I have no interest right now in the political race.  The last time I got involved in this game was with Obama and while he has made some good  changes, he hasn’t done enough to make me approve of my involvement and kept up with the proposal he gave us.  He was a good talker and a weak performer.   Take away the health care bill(average at best) and finally getting the US soldiers home(still not done yet) and I don’t see a ton of action.   To me, every politician who gets into the White House will be a dud.   Until you fix the broken machine, Washington DC will be joke.  Everybody is involved for the wrong reasons.   There aren’t a lot of things being fixed.  When the game changes, the players will follow.  Barack Obama wasn’t as dreadful as Bush, but he didn’t perform much better.  The only reason Bush graduated from college with a C average was his dad.  The only reason Bush was a governor was his dad’s pull.  The only reason Bush was a President was his dad and the Bush dominance in Florida.  He was reelected because he didn’t have a good opponent.  Obama had money and made it in.  The difference is noticeable but minimal.  Politics is a gladiator sport because its exhausting without any real gain.  It’s like going to the gym and seeing no results for your work.    This is an opinion so settle down political nut jobs.

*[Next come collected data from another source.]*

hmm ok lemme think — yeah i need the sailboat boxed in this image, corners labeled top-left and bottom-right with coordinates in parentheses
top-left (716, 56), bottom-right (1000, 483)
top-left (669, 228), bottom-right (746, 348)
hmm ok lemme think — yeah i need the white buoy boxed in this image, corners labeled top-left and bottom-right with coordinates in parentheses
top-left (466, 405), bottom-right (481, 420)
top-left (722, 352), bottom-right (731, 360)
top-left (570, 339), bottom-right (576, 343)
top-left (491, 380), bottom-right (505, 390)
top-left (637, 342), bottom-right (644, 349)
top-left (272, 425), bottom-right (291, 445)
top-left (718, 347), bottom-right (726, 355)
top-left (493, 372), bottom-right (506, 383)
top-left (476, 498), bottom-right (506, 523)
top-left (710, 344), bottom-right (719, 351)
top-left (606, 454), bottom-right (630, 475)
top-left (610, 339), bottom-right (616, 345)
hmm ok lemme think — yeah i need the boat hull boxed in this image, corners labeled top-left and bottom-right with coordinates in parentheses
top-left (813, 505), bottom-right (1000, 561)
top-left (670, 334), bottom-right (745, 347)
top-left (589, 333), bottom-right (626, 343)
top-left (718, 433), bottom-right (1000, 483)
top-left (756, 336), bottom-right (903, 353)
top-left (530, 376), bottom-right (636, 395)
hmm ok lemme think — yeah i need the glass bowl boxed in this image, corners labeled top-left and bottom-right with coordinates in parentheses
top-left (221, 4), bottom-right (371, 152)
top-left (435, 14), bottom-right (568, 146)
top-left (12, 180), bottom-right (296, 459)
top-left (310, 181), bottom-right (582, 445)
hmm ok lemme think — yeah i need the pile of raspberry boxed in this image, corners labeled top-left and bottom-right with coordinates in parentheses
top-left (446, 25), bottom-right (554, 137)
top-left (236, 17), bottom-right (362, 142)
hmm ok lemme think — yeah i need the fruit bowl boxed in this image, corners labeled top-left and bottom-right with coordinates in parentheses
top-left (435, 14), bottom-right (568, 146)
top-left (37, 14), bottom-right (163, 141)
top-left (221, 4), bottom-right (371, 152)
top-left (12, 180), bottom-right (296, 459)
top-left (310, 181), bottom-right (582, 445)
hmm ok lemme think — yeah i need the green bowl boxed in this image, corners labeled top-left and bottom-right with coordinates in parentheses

Curt Schilling is eligible for the Hall of Fame this year and I think he is a strong candidate.  He doesn’t come to mind instantly when it comes to all time greats but he is worthy because he was pretty good for a long period of time and dominant for a short period of time.  His work with Arizona and Boston is noteworthy and his postseason work is hall of fame caliber on its own.  I remember what he did to the Cards in 2001 when he outdueled Matt Morris twice in a playoff series.   We all remember the bloody sock in 2004 against Boston.   Schilling, fake blood or not, shut down the Cards in the World Series.  He led the league in complete games 4 different times.  His overall postseason record was 11-2 with a 2.23 ERA.   Dominance in the middle of a long very solid career gets him into the Hall of Fame on the first or second attempt.  

Heartless Bastards is a fine rock band who create a unique brand of music.   Their fourth album, Arrow, is a solid collection of mid tempo rockers.   Erika Wennerstrom(lead singer, writer, guitarist) has a voice that wavers between sadness and cool despair, but the style of the tunes are eclectic and carry a low hanging energy.   It’s softer rock ballad work going on here and the essence of it is mildly addicting.  You keep listening to it because you know something great is there but you can’t pinpoint it.  Their music isn’t heartless but they sing like they don’t give a shit about critics or limits.   They mix in many different types of music genres here and the result works.   Here is a preview track, “Parted Ways” in the studio. 

I made coffee today that would have made good bath water for gorillas.   Bold, black, strong as an ox and smoky.    Fair trade to say the least.   That’s how I like it.  I have to drink it black.   I need to be waked up and pleased in the morning.   At night, I drink it darker and stronger.  I’m a major league coffee drinker.  I drink it because I need it and because I really fucking like it.  

That’s all.  Thanks for reading.  Goodnight.